Anal fissürün tıbbi tedavisinde kabızlıktan korunma çok kıymetlidir. Bunun için bol meyve, zerzevat tüketilmelidir. Bayanlardaki anal fissür, çoklukla veladet travması yahut doğumdan sonraki birinci günlerde oluşan kabızlıkla ilgilidir. Anal fissür bir biçimde oluşmuşsa diyet, dışkı yumuşatıcı ilaçlar, kısa periyodik topikal kremler, sıcak su oturma banyoları 3 hafta kadar devam edilmeli, ağrı varsa ağrı kesiciler verilmelidir.
Akut (erken) fissürlerde ilaç tedavisinin muvaffakiyet talihi, dikkatli bir pratik ile % 80 'dir. Gelgelelim fissür kronikleşmiş ise, yani çatlak derin ve yeri çok sert ve bekçi göğüs gelişmiş ise bu cins tıbbi tedavi % 50 başarısız kalacaktır. Kronikleşmiş anal fissürde tedavi, tıbbi yahut cerrahi yolla anal spazmın giderilmesi esasına dayanır. Tıbbi tedavi ile muvakkat rahatlama sağlansa da, esas tedavi cerrahi müdahale ile sağlanabilmektedir.
Cerrahi tedavideanal dilatasyon, fissürektomi velateral internal sfinkterotomi kullanılmaktadır. Günümüzde bu metodlardan en sık lateral internal sfinkterotomi denilen metod tercih edilmektedir. Bu ameliyatta lokal yahut umumi anestezi altında açık yahut örtülü olarak iç sfinkter kesilir. Her iki yöntemdede anal basınç ehil ve eşit ölçülerde düşer. Ameliyattan sonra çatlakların %97 ile %100'ü külliyen güzelleşmektedir. Hastaların %90'ından ziyadesi 48 saat içersinde ağrıdan kurtulurlar.
Ayrıyeten anal fissür tedavisinde lokal olarak kullanılan Glyceryl Trinitrate (GTN) merhemleri anal kanaldaki basıncı azaltarak tesirli olmakta, tesirinin çabuk geri dönmesi, ilacın olumlu tesirinin süratli bir halde ortaya çıkması, bu türlü bir tedavi ile fissür vakalarının bir kısmında cerrahi tedaviye gerek kalmaması, başarısızlık olmasının hastada rastgele bir zarar meydana getirmemesi ve yan tesirlerinin son kademe az, kıymetsiz olması nedeniyle günümüzde tercih edilmeye başlayan tedavi usulleri olmaya başlamıştır.
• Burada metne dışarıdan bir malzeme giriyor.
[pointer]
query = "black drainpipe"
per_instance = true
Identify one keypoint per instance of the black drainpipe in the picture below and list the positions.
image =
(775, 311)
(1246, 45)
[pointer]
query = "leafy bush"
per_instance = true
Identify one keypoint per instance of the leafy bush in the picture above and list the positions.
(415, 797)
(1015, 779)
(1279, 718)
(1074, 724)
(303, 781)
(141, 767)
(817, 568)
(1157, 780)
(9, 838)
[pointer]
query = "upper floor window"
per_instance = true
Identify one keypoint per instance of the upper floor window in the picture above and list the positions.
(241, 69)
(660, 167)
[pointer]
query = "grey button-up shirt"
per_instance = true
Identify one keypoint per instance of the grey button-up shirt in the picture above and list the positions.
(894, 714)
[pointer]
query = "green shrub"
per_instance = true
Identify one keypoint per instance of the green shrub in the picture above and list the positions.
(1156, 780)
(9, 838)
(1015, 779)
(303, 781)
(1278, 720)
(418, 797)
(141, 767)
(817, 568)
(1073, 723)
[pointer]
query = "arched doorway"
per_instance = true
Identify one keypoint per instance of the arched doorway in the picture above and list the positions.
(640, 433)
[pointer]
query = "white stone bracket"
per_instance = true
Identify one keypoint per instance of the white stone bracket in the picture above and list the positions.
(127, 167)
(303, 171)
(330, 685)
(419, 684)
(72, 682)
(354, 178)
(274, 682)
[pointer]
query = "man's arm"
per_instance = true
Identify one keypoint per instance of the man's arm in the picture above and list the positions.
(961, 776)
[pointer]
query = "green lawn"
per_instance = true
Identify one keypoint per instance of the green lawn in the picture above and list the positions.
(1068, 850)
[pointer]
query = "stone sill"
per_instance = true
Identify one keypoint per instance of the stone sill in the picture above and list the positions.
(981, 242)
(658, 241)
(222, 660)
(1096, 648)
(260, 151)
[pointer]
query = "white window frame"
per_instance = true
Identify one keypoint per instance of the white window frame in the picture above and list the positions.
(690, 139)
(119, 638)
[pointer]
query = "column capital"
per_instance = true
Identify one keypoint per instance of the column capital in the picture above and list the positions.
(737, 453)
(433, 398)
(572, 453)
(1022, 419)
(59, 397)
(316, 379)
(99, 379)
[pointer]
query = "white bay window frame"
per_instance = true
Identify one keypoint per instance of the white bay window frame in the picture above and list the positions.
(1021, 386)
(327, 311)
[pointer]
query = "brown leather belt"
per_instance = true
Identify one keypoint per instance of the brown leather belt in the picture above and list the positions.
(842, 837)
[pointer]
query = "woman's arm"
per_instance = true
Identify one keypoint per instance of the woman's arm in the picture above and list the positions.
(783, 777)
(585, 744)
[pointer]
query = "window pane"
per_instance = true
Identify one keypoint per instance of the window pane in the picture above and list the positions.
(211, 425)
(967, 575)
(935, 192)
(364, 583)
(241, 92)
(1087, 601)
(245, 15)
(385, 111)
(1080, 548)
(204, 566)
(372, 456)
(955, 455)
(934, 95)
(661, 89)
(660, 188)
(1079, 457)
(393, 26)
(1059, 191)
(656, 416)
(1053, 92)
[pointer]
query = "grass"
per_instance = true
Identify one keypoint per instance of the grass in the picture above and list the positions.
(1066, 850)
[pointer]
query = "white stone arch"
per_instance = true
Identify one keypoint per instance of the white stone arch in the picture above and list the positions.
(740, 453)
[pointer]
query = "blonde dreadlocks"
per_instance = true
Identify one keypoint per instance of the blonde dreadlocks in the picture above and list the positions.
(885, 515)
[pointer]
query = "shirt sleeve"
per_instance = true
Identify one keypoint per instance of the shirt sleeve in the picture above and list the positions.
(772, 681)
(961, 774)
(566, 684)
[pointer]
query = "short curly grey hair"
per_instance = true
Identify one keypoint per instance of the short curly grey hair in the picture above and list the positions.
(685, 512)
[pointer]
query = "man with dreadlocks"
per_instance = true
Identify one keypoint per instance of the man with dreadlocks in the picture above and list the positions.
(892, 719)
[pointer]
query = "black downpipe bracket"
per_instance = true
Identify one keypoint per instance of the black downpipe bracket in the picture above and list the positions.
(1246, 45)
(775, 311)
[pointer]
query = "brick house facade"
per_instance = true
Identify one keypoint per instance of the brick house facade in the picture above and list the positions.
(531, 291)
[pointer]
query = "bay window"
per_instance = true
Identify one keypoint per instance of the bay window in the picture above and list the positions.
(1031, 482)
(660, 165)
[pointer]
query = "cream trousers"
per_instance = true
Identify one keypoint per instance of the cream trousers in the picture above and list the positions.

Günümüzde yeni bir pratik ile komplike olmamış anal fissür hastalarına cerrahi tedaviye alternatif olarak Botulinum toksini (Botox) injeksiyonu yapılmaktadır. Süreç anestezi gerektirmeden poliklinik koşullarında uygulanmakta ve süreçten derhal sonra hastalar meskenlerine gönderilmektedir. Bu yol, rastgele bir anestezi gerektirmemesi, ağrısız olması ve ameliyata nazaran mütenasip maliyeti ile alternatif bir seçenek olarak görülebilir.